More often the victim than villainess in televised and direct-to-video productions, pouty Duff can twist her smile sweet to sinful at the drop of a hat, but she’s too cute to convince as a verisimilitudinous vehicle of vengeance. Good old C. Thomas chews his scenery as spicily as ever in his limited time onscreen, which is a treat for some nostalgists, who might notice that he’s at least 10 years too old for his role. He’s almost as entertaining when Stuart’s fruity chef peckishly reproves his crew.
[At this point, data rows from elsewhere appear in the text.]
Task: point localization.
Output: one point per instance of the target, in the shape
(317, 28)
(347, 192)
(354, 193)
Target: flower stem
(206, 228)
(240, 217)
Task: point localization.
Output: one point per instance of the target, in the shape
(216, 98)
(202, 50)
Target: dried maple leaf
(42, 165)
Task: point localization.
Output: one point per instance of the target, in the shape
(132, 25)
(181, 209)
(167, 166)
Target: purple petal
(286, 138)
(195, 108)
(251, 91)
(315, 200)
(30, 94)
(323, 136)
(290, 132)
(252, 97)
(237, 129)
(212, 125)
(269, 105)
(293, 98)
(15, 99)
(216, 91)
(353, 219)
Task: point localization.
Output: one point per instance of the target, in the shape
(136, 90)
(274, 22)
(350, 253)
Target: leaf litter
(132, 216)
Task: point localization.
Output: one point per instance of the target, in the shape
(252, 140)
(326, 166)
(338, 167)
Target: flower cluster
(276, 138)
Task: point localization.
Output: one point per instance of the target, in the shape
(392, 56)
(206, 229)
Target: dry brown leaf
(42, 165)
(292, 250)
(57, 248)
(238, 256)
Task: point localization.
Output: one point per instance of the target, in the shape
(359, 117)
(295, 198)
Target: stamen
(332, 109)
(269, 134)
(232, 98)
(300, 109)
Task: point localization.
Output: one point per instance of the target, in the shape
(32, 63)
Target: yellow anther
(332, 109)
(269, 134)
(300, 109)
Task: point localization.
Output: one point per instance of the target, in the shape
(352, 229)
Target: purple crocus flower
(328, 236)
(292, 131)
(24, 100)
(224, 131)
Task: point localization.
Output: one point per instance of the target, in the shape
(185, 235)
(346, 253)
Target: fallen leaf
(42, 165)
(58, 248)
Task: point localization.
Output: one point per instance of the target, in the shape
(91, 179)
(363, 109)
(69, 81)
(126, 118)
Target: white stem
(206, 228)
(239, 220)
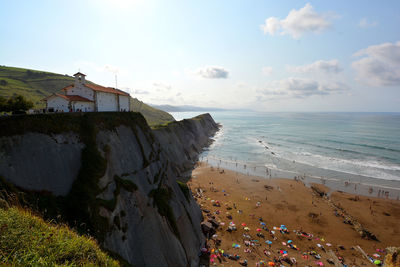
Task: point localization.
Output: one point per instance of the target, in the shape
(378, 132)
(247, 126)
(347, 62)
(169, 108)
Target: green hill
(152, 115)
(36, 85)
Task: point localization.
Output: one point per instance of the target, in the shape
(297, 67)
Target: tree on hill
(15, 103)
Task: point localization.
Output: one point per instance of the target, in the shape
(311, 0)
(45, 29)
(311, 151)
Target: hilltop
(36, 85)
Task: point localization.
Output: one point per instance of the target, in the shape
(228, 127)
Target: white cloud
(364, 23)
(88, 66)
(267, 71)
(298, 22)
(111, 68)
(299, 88)
(327, 66)
(379, 65)
(213, 72)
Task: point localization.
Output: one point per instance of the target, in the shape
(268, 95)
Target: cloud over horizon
(379, 65)
(300, 88)
(327, 66)
(298, 22)
(213, 72)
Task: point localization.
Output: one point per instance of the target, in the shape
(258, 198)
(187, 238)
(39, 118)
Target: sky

Everyone else is as unremarkably able as their director. Sheridan bears a striking similitude to Margot Kidder in her youth, but she hasn’t her personality, or personality disorders.

Score

This reviewer is all but sure that most or all of Michael Burns’s and Steve Gurevitch’s percussion, pianism and syntheszised synthpads are algorithmically generated.

Highlights

Spoiler: C. Thomas’s hapless lout resorts to squatting, survivalism, and subsistence on dog food through the first and second acts, yet he’s smoked straightaway early in the third by Duff’s schemer. A quick, requisite catfight between Sheridan and Duff precedes a sanguinary ending.

Flaws

Fulsome flashbacks and moronically explanatory dialogue are provided for viewers whose attention spans are so deficient, they could almost be diagnosed with anterograde amnesia. After trekking through miles of wilderness, C. Thomas’s pristinely white sneakers are clearly brand-new.

Conclusion

Neither will these trespasses view themselves, nor those boxes of plonk drink themselves. Enjoy, ladies.